弁護士早瀬のネットで知財・法律あれこれ 

理系で特許事務所出身という経歴を持つ名古屋の弁護士があれこれ綴る雑記帳です。

特許権侵害の判断手順1

2014-09-16 20:23:29 | 特許

3連休はとてもいい天気でしたね。読者の皆様は、いろいろお出かけされたことと思います。

私はと言えば・・・、連休中は毎日事務所に来ていたので、休み中にこんなところに行ってきましたーのような報告は何もありません(泣

 

さて、今日の話題です。

隣の席で仕事をしている廣田弁理士(「名古屋の商標亭」のブログ主)とのなにげない会話をきっかけに、特許権侵害の判断手順についての超々基本的な一般論を、3日間の連載で書いてみようかなと。

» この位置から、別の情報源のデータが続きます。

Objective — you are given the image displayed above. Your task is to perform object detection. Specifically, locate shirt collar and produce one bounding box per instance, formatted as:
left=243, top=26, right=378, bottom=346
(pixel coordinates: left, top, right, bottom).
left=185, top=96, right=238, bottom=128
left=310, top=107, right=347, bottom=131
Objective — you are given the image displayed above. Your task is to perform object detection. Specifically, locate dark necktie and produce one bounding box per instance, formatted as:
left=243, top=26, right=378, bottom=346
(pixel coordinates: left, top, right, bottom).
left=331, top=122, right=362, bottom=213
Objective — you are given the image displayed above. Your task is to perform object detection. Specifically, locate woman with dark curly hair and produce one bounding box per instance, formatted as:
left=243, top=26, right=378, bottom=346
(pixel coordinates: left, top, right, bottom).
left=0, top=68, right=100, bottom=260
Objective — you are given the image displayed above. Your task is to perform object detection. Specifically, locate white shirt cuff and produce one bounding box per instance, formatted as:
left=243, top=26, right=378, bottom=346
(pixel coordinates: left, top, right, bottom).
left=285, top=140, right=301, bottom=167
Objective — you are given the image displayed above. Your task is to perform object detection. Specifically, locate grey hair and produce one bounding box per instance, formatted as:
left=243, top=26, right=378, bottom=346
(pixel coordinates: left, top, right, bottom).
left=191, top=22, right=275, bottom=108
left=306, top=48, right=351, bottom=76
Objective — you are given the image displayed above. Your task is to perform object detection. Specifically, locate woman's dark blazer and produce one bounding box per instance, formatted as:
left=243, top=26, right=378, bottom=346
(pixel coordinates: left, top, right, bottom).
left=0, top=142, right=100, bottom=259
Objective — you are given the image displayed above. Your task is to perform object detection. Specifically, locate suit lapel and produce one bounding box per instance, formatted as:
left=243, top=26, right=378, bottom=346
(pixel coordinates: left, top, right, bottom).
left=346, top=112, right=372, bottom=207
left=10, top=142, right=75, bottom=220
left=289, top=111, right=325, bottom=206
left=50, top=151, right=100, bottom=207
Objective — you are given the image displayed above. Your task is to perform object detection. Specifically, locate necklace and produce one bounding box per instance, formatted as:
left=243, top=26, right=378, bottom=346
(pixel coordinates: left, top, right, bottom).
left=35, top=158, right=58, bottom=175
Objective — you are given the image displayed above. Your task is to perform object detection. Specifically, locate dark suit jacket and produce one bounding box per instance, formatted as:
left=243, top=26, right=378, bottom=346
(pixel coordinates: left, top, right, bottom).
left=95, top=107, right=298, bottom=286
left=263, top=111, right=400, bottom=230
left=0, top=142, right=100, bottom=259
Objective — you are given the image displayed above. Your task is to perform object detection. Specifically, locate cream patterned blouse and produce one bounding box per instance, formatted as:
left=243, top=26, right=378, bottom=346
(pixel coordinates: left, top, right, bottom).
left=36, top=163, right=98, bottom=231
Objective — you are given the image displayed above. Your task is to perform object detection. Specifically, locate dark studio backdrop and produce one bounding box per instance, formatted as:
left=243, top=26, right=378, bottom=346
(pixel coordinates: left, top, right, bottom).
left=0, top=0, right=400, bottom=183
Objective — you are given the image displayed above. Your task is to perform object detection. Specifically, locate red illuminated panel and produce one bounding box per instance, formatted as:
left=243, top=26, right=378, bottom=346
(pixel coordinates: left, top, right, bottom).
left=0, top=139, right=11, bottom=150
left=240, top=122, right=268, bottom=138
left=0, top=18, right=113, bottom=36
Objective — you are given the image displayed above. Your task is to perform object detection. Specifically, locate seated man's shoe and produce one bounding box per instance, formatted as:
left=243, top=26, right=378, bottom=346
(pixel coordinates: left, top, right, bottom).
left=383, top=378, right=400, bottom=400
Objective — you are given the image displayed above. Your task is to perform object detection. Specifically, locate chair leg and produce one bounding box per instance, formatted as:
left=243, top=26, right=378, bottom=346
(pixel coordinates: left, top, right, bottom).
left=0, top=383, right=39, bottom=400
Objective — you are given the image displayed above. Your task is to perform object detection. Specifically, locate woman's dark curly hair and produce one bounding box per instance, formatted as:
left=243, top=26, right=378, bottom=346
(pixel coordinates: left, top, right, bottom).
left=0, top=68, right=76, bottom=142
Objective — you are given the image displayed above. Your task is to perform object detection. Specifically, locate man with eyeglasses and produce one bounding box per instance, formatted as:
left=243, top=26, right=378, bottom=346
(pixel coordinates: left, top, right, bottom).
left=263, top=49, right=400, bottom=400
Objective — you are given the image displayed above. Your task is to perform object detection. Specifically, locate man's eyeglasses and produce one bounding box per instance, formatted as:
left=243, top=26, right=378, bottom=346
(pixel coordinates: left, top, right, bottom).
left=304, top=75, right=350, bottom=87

知的財産関係を専門に扱う部署(知的財産部)に所属している方や、知的財産の専門家にとっては、なんじゃそりゃというような当たり前の話ですけど・・・

しかも、なぜ一度に書かないかって?

えー、このところブログを書く余裕がなくなってきたのでちょっとズルです(汗

 

では、本題に。

 

特許権侵害かどうかを判断するには、次のような手順を踏みます。

 

1 特許発明(特許権が付与された発明のこと)の内容を確認する

2 対象となる製品が特許発明の構成要件に該当するかどうか形式的に判断する

  → ここで構成要件に該当するとなれば特許権侵害

3 2の形式的判断で構成要件に該当しないとなった場合には、実質的な判断をする

 

構成要件に該当するかどうかって、なんとなく、刑法における犯罪成否の議論のようですね。

 

まず、1について

 特許に関して特許庁が発行する公報には、公開特許公報】【特許公報】の2つがあります。

 公開特許公報】

  この公報には、特許出願されたときの内容がそのまま掲載されているだけで、いまだ特許権が付与されていない状態のものです。

 【特許公報】

  この公報には、特許権が付与された状態のものが掲載されています。

 

 ですから、特許発明(特許権が付与された発明のこと)の内容を確認するには、見出しに「公開」がついていない【特許公報】を見る必要があります。

 【公開特許公報】をもとに権利侵害かどうかの議論をするのは、そもそも前提が間違っているということになりますので、まずこの点で注意が必要です。

 

 次に、この【特許公報】のトップページには【特許請求の範囲】という項目が存在します。

 その【特許請求の範囲】には、【請求項1】【請求項2】等のように書かれている部分がありますが、これら各請求項に記載されている内容が「特許発明」です。

 通常は、【請求項1】に書かれている特許発明がもっとも権利の範囲が広いため、この【請求項1】に書かれている特許発明の内容を確認します。

 

このようにして、特許発明(特許権が付与された発明のこと)の内容を確認します。

次の手順2については、また明日。